1. 'Pi' Doesn't Question Commerce
"Avatar" is the guy at the bar who desperately wants to talk to you about the latest conspiracy theory. The basic plot structure is put in place to have us questioning the trade-off we're making with nature, with the takeaway being that everything is out of balance. Not so for "Life of Pi," which takes pains to show us everything happens for a reason, and we're all God's creatures. "Life of Pi" is respectful of nature, but it's also fully steeped in humanity. Crucially, in "Avatar" you're pulling for Pandora, but in "Life of Pi" you're pulling for everyone. This is a massive thematic difference.

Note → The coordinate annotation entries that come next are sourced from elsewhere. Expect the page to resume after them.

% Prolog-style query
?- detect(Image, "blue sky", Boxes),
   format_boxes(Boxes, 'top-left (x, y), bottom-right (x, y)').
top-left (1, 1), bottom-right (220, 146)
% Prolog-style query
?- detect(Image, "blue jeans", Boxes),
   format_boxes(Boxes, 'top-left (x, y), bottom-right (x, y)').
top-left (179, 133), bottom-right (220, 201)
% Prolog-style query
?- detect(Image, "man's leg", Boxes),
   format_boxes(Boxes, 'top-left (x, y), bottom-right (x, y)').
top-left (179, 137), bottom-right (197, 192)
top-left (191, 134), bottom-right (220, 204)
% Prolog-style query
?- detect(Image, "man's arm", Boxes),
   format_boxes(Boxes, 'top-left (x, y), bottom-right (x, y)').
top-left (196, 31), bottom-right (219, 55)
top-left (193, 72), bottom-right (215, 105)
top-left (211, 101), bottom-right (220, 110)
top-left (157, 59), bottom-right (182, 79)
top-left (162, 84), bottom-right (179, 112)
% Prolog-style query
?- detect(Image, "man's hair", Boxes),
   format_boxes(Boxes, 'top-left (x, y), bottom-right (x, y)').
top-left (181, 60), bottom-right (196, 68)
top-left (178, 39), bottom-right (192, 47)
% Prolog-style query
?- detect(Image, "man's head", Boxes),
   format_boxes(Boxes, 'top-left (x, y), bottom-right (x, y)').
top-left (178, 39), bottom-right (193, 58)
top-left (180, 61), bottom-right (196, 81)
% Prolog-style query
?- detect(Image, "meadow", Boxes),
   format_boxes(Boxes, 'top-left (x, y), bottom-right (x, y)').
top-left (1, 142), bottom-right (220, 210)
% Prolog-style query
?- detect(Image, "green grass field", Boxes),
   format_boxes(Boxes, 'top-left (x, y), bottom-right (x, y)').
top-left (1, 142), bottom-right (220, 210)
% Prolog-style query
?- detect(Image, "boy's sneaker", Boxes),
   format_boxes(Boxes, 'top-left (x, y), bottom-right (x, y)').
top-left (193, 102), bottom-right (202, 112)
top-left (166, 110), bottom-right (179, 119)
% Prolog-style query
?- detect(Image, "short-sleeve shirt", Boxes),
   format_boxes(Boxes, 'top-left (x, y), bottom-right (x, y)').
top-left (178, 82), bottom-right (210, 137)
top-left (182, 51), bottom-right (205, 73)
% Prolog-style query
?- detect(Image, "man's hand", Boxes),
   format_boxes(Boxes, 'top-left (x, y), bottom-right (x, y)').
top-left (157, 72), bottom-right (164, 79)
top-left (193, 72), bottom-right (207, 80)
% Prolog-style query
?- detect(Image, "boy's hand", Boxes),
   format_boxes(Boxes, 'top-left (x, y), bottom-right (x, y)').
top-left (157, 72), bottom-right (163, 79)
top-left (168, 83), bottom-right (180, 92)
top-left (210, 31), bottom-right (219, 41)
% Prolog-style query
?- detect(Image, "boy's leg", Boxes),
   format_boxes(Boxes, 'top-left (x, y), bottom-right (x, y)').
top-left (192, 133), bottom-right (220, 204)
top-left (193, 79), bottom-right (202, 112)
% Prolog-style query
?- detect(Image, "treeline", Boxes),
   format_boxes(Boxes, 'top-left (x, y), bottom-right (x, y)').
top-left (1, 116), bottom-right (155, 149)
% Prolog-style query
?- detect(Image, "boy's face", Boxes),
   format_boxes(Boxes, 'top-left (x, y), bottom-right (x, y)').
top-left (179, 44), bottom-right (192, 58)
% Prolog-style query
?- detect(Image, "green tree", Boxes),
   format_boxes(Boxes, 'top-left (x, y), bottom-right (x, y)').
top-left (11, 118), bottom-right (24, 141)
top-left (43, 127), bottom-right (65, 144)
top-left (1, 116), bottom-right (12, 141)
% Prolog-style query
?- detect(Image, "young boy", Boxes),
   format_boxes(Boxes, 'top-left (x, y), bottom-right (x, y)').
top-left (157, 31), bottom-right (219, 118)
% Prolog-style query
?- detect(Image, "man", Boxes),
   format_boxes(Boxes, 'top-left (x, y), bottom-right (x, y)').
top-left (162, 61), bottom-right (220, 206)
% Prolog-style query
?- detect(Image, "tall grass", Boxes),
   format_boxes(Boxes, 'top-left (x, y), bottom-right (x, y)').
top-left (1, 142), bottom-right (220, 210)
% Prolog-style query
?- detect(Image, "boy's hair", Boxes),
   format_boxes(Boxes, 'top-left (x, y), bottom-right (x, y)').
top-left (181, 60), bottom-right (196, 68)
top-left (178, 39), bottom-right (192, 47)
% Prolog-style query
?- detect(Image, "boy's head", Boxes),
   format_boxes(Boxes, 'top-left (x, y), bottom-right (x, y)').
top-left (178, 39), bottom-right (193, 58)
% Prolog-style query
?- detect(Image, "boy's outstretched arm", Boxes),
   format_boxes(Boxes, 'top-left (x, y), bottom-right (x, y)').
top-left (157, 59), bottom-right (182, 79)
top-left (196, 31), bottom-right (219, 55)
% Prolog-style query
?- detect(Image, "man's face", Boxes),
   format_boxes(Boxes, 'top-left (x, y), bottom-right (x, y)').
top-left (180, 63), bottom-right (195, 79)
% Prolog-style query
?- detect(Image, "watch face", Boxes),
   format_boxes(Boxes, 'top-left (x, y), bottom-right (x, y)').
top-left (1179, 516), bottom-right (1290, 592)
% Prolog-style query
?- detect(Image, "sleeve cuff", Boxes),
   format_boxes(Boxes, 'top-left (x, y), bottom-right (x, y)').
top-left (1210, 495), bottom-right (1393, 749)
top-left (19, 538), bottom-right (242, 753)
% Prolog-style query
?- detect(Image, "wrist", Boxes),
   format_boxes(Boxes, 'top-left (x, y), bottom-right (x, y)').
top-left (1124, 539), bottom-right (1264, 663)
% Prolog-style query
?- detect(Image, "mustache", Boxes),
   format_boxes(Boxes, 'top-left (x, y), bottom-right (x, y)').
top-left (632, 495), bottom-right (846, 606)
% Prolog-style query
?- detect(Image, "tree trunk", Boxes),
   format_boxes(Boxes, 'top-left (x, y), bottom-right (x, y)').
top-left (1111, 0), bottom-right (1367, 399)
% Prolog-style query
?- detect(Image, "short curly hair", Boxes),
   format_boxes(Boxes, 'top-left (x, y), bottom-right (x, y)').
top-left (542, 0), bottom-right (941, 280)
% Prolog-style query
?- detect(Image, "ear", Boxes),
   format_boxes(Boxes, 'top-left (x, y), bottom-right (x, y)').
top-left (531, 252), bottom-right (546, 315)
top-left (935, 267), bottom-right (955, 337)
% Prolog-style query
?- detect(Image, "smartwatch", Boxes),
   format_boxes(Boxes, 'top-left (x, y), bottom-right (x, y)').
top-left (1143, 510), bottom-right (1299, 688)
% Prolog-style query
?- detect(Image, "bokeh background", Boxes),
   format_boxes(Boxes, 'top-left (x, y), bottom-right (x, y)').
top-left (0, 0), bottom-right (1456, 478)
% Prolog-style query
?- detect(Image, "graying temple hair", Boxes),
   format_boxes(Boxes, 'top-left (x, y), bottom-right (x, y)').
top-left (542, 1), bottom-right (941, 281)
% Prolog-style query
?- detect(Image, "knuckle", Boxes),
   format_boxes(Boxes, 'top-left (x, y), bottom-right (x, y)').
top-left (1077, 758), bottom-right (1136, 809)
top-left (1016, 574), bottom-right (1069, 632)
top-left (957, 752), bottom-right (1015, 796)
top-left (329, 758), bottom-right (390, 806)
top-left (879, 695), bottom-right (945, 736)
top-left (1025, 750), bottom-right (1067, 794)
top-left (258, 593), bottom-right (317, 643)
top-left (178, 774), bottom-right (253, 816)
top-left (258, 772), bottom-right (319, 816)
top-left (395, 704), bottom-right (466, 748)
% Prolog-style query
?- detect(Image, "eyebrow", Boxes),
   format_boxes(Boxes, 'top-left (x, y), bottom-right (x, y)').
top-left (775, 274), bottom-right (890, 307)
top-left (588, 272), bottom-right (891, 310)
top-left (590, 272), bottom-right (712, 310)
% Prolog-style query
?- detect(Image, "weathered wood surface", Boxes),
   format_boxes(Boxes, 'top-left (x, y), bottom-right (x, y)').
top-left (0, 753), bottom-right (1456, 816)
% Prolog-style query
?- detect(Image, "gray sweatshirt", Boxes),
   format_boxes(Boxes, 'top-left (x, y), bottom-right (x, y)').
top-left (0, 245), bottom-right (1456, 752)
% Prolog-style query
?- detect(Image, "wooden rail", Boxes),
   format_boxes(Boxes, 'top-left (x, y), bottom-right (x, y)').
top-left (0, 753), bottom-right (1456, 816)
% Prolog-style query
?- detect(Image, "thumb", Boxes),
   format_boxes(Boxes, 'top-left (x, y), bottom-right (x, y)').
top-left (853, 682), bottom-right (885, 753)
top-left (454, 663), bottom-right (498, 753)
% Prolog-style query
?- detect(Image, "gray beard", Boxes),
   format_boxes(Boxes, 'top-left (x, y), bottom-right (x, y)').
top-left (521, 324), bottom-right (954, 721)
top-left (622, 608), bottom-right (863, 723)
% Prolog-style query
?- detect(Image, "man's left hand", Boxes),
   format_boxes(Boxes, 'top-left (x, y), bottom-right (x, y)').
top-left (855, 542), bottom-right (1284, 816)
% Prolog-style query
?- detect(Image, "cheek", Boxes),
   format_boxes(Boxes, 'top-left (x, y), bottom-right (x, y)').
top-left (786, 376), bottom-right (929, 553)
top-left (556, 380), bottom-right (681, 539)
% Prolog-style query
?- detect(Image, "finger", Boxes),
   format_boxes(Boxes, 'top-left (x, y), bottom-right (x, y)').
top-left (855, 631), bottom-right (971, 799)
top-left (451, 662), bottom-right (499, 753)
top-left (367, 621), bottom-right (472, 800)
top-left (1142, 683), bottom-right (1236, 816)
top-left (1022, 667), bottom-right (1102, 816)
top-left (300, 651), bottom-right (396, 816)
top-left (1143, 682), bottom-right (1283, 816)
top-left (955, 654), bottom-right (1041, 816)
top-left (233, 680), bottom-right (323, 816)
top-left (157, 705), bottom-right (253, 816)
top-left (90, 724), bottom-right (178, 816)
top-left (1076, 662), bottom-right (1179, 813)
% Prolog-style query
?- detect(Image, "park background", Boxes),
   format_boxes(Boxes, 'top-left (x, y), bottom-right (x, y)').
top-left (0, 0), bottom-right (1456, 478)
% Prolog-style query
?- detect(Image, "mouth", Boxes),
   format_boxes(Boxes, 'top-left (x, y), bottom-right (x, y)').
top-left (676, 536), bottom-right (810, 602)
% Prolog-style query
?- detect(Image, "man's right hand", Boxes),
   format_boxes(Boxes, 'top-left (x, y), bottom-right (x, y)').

2. 'Pi' Gets Stronger in the Third Act
While "Avatar" is the greater technical achievement, the last hour is slightly painful. Not so for "Life of Pi," which ends much stronger than the opening hour would indicate. In truth, the middle sections of "Life of Pi" are slightly repetitive, so "Avatar" has the upper hand there. Overall, one could make the case that "Life of Pi" is the more fully realized story, possibly because it was based upon an excellent work of literature.
3. 'Pi' Lacks Broad Appeal
So yes, while "Life of Pi" is probably a better overall story, there's simply no chance for it to reach even half the level of success "Avatar" garnered. "Avatar" is the film you can take your sixth grade son to, and it's the movie that Grandma G won't be too perturbed by. "Life of Pi"? It's a more difficult watch, partly because of all the animal violence, partly because of its "Castaway" meets "Flight" vibe. "Avatar" is the film you'd find yourself drawn into on a Saturday afternoon, just because it's on. "Life of Pi" is the film you respect, for the stunning visuals, but pass seeing if someone invites you on a date to see it.
In the end, yes, "Life of Pi" and "Avatar" feature a few similarities, but quite a few differences as well. Strangely enough, there's much more Wes Anderson ("Rushmore," "Life Aquatic") in the opening moments of "Life of Pi" than there is James Cameron - which just proves why the whole marketing angle of "Avatar" / "Life of Pi" exists in the first place. Essentially, if you look hard enough, and you're compelled by the need to make a trailer, you can find comparisons to everything, anywhere, all around the world.